Día de Tregua

Carlos Busqued

El pibe hace un buen tiempo –uno, dos años– que vive por inercia, ya tiene más de una gillette ensangrentada en su haber y más de una vez le debió la vida a ese vendedor ambulante que le vendió una caja de curitas, que cada tanto pone coto a su impaciencia. Ocurre que la vida le ha dado un par de golpes duros y el pobre se quebró.

Es así que, desde hace un tiempo –uno, dos años–, se va a acostar con un sabor amargo en la boca. Anoche, sin ir más lejos, terminó de escribir algo en su diario, lloró un rato y se fue a la cama con Pink Floyd.

Hoy el pibe se levantó con una extraña sensación, un presentimiento latiéndole en el pecho: “Andá a saber”, se dijo, y sacándose las lagañas fue a hacerse unos mates. Descubrió que había dejado el calefón prendido y, por lo tanto, no tenía que permanecer el eterno minuto, minuto y medio, esperando que la díscola llamita del piloto accediera a quedarse en su lugar después de quitar el dedo del botón. Puso la pava a calentar y fue al baño a lavarse los dientes. La pava estaba de buen humor, así que en lugar de, como todos los días, dejar hervir tranquilamente el agua, avisó con un ruidito leve y turbulento: “Vamos, pibe, apurate que ya va a hervir”. Terminando de escupir los últimos restos de mal aliento y dentífrico, llegó a tiempo a apagar el fuego. El termo también manifestó su voluntad haciendo una excepción y, por hoy, solo por hoy, no largó el primer traidor chorro largo, que mañana tras mañana le quema al pibe las manos.

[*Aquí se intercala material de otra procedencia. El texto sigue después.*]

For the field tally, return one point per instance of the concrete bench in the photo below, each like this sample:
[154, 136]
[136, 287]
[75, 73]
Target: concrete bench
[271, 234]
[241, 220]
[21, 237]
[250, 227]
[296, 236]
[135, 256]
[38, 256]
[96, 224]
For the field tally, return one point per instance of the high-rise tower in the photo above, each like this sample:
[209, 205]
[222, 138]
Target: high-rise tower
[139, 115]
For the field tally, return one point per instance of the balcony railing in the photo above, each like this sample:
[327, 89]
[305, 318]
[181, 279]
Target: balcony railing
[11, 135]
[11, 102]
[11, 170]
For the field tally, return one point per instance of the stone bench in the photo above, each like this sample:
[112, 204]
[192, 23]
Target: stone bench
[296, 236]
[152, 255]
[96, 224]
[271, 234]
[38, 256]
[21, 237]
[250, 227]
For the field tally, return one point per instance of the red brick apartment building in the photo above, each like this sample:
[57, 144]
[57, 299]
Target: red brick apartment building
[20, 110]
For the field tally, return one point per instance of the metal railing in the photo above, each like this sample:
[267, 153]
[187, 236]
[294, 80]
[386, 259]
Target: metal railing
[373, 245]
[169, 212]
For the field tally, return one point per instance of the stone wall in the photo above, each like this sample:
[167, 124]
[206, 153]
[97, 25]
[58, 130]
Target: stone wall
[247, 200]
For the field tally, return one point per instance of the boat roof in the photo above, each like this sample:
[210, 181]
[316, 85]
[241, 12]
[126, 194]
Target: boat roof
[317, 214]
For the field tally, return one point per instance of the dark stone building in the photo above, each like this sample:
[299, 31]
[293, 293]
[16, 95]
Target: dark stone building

Prendió la radio y en un arranque de locura –según las suposiciones del pibe– pasaron un especial de Robert Johnson, The King of Delta Blues, que lo hechizó durante hora, hora y media, y luego una selección de temas de las Grandes Bandas, que también le gustan mucho. Después, lo de siempre, apagó la radio y –ya aclaramos que hace uno, dos años, vive por inercia– prendió la tele donde, en lugar de las películas gansas, de los noticieros gansos, anunciaron que por un error de programación –más vale, dijo el pibe– debían pasar “El Cuervo” de Roger Corman, con Vincent Price y Boris Karloff. Ante tamaña noticia, dejó el mate, buscó un par de cervezas y se instaló frente al televisor. No se despegó hasta que terminó la película.

Como anunciaron que el error de programación había sido subsanado, lo apagó. Hoy no estoy, se dijo, para ver cualquier cosa. Todavía con el gustito a magia que la película le dejó en la boca, preparó otro termo, arregló el mate y abrió la ventana. El baldío– basural al cual da su pequeño balconcito estaba cubierto por un espeso manto de niebla, el cielo estaba totalmente encapotado, justo como a él le gusta desde chico. El silencio, además, era casi total. Los horribles chillidos de los frenos de los colectivos que pasaban por la avenida Pueyrredón, a menos de una cuadra de allí, casi ni se escuchaban.

Sonrió. Es que el día se mostraba amable, como diciendo: “Hoy, pibe, lo que hayas o te hayan hecho no importa. Hoy, la vida te ofrece una tregua”. Y el pibe, con el termo en una mano y el mate en la otra, apoyado en el balconcito, respiró hondo y, en voz baja y cómplice, como quien confía un secreto, dijo que aceptaba.